Ilusionismo

Estou obcecada com o trabalho de Bo Burnham. Assisti ao seu especial de comédia Inside, disponível na Netflix, e fiquei maravilhada com o fato de ele ter gravado e feito tudo sozinho: escrever, dirigir, atuar, tocar piano, filmar, cantar. Meu tipo de artista. Nos estúdios de Bobagens Imperdíveis também é assim.

Além de tudo, o especial foi produzido durante o período de isolamento da pandemia. Sem público, sem equipe, apenas ele e suas máquinas.

O texto faz humor tocando em várias feridas muito familiares para mim: tira sarro de várias situações sobre produzir arte para a internet, sobre os níveis acachapantes de solidão que a pandemia nos apresentou e sobre as relações que mantemos mediados pelas telas.  

Certo que ter acesso a bons equipamentos tem um peso grande na obra. Quanta coisa massa dá para criar com um projetor, um punhado de câmeras, bons microfones e um teclado eletrônico, hein? Mas sem criatividade para manejar as máquinas, equipamento serve de muito pouco. O principal instrumento do fotógrafo não é a câmera, mas seu olhar. E o olhar de Bo é afiado, inclusive sobre si mesmo: conta muito sua experiência como youtuber desde 2006, quando era apenas um moleque fazendo graça em um Youtube que também era um bicho muito diferente do que é agora.

O que mais me encantou e é um espetáculo à parte é seu domínio de iluminação. A luz protagonizou: transformou a mesma sala de casa em uma infinidade de cenários diferentes, evocando referências que vão de cristianismo a desenhos da Disney e clipes dos anos 80.

Brincando com as cores e projetando luz sobre o próprio corpo, Bo serviu estética e também camadas de significado para o texto que construiu. Até a luz conta histórias.

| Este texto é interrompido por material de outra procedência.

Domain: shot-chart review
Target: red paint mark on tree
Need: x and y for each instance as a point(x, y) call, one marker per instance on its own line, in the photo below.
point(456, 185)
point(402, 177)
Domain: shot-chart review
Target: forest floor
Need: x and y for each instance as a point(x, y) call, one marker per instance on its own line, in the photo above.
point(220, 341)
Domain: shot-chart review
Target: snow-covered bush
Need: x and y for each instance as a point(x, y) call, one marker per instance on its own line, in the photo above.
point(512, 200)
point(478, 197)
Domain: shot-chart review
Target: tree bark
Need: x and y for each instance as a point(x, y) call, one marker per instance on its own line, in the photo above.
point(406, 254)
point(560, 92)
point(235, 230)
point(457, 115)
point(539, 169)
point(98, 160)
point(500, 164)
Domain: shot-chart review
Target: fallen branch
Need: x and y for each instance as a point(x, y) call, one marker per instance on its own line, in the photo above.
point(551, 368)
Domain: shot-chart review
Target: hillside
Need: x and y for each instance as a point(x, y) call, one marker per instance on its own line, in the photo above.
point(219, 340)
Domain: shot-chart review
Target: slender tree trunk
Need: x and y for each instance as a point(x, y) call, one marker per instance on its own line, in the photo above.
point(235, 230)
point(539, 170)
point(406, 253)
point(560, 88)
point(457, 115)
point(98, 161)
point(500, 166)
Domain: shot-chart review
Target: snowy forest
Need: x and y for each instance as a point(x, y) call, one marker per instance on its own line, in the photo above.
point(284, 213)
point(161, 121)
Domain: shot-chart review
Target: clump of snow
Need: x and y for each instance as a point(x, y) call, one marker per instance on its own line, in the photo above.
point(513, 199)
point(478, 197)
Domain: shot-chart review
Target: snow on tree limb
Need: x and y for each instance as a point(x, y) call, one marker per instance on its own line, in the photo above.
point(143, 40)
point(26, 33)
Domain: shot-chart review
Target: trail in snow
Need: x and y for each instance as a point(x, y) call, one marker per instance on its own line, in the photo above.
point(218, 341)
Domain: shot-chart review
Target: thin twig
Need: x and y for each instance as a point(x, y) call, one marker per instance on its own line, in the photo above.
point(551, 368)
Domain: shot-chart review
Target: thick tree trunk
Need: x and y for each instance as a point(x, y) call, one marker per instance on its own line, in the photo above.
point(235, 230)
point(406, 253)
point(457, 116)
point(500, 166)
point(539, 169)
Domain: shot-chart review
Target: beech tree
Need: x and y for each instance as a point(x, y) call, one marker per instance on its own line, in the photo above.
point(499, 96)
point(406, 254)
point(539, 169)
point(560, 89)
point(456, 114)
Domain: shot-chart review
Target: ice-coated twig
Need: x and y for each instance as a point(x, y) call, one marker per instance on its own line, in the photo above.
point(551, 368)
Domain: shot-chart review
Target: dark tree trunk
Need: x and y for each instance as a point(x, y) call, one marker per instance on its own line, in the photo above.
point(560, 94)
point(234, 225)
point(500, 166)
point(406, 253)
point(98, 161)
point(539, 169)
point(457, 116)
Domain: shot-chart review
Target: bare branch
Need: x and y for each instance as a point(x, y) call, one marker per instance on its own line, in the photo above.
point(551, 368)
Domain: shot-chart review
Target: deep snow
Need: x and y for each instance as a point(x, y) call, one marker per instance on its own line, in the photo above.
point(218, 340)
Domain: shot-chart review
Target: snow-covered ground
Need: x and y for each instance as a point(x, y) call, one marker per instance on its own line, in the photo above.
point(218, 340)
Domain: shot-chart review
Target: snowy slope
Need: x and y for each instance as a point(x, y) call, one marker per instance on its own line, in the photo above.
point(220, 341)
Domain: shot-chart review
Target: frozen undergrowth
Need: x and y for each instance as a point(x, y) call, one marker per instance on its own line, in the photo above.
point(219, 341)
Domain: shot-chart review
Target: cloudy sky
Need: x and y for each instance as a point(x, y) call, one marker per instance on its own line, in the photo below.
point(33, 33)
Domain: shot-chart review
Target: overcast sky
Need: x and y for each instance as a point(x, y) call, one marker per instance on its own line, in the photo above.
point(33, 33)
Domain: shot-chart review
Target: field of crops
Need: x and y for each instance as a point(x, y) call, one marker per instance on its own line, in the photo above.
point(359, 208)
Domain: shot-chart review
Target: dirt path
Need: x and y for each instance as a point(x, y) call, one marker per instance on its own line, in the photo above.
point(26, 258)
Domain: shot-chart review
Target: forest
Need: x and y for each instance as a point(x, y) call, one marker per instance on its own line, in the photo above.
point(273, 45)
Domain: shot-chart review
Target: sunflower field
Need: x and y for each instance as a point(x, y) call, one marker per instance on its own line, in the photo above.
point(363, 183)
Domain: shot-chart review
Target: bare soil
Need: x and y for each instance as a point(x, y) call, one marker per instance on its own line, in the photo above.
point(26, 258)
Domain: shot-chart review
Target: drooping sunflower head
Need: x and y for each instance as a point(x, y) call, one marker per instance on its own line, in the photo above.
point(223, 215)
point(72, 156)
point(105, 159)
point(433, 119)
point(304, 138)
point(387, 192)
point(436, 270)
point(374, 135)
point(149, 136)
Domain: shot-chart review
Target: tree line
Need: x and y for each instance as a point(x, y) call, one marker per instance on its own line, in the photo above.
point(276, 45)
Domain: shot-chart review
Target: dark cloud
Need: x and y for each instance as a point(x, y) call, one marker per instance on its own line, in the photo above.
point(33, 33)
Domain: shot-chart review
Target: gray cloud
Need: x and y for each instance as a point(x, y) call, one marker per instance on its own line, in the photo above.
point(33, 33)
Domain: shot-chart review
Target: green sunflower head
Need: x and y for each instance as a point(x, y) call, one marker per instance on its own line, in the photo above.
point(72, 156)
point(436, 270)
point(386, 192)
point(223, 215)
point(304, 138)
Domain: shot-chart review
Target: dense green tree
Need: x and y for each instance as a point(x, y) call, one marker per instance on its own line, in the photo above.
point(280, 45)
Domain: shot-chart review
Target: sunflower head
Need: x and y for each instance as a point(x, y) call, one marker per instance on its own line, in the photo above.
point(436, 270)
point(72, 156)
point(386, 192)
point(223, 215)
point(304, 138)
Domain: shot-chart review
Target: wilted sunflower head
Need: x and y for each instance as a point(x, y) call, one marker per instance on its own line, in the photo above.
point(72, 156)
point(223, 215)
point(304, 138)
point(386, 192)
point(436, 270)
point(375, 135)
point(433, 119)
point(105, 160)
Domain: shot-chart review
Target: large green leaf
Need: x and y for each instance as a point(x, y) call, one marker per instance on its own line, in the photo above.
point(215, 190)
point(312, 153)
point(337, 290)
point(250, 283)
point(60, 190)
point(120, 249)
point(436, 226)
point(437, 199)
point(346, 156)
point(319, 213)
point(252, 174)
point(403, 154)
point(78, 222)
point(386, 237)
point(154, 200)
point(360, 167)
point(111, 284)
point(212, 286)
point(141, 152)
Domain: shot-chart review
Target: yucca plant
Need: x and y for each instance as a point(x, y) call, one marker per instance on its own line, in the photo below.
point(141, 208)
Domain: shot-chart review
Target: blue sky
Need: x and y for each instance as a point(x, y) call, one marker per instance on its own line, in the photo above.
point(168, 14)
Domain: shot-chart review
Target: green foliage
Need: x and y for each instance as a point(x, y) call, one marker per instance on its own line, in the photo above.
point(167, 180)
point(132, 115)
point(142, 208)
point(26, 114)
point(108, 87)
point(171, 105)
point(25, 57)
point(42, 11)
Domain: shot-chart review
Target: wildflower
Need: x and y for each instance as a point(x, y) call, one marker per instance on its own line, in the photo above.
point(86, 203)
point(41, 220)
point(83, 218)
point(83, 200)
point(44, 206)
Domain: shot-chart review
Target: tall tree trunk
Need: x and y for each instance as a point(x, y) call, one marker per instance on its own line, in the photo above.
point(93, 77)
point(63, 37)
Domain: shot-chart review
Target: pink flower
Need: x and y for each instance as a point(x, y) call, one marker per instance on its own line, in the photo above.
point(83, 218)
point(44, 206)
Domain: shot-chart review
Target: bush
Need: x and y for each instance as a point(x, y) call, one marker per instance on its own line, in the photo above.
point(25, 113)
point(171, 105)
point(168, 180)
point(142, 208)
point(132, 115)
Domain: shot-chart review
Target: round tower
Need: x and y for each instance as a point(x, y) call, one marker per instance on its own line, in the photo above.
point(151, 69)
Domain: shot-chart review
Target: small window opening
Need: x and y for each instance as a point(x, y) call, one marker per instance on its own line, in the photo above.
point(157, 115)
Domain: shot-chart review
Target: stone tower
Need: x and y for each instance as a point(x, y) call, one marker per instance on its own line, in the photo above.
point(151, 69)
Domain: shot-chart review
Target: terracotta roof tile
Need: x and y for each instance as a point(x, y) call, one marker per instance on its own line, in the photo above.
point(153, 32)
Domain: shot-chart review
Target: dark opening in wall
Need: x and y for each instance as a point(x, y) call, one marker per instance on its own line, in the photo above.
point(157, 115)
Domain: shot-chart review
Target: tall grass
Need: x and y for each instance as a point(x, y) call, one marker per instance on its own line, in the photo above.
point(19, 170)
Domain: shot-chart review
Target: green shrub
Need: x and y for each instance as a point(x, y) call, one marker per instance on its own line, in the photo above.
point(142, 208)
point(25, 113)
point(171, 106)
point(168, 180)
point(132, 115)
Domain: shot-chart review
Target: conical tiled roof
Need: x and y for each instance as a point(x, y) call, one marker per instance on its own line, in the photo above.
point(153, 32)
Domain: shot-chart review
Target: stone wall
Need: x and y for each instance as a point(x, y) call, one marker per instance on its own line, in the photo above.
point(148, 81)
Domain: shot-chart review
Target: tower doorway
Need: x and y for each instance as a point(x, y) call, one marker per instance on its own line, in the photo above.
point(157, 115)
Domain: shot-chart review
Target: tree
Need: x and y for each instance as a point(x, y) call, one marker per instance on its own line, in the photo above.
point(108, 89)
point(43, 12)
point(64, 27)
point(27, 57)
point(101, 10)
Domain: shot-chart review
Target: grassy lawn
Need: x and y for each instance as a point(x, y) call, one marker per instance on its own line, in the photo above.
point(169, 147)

Bo Burnham não é só um comediante não. É um ilusionista. 

Ilusionismo de fazer parecer que ele é uma blogueirinha branca. Ilusionismo de simular ventriloquismo. Ilusionismo de dobrar o tempo e conversar com versões do passado ou do futuro de si mesmo.

Ilusionismo de evocar plateias, de simular transmissões na Twitch, de criar video-games com o corpo, de criar clipes inexistentes de George Michael sobre sexting. Ilusionismo de fazer o mesmo quarto de paredes brancas se parecer com uma infinidade de cenários diferentes ou com um palco da Broadway.

Ilusionismo de fazer parecer que ele está do outro lado da tela, conversando com a gente, passando sabão e um rodinho no avesso do nosso monitor, quando estamos, na verdade, assistindo tão sozinhos quanto ele.